I've been researching a number of networking libraries and frameworks lately such as libevent, libev, Facebook Tornado, and Concurrence (Python).
One thing I notice in their implementations is the use of application-level per-client read/write buffers (e.g. IOStream in Tornado) -- even HAProxy has such buffers.
In addition to these application-level buffers, there's the OS kernel TCP implementation's buffers per socket.
I can understand the app/lib's use of a read buffer I think: the app/lib reads from the kernel buffer into the app buffer and the app does something with the data (deserializes a message therein for instance).
However, I have confused myself about the need/use of a write buffer.

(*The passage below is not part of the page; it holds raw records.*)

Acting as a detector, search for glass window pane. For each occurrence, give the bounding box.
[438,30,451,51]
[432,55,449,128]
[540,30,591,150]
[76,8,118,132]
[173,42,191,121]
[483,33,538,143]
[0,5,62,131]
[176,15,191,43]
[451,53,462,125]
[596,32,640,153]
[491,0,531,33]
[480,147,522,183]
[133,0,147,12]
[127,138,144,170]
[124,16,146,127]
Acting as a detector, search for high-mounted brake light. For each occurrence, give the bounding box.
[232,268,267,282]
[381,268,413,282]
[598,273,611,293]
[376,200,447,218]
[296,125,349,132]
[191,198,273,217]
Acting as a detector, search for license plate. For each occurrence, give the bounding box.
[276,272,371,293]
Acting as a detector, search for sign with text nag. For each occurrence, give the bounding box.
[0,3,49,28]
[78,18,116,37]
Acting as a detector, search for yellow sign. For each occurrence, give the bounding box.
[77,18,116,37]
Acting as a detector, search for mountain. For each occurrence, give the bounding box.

Why not just write to the kernel's send/write buffer? Is it to avoid the overhead of system calls (write)? I suppose the point is to be ready with more data to push into the kernel's write buffer when the kernel notifies the app/lib that the socket is "writable" (e.g. EPOLLOUT). But, why not just do away with the app write buffer and configure the kernel's TCP write buffer to be equally large?
Also, consider a service for which disabling the Nagle algorithm makes sense (e.g a game server). In such a configuration, I suppose I'd want the opposite: no kernel write buffer but an application write buffer, yes? When the app is ready to send a complete message, it writes the app buffer via send() etc. and the kernel passes it through.
Help me to clear up my head about these understandings if you would. Thanks!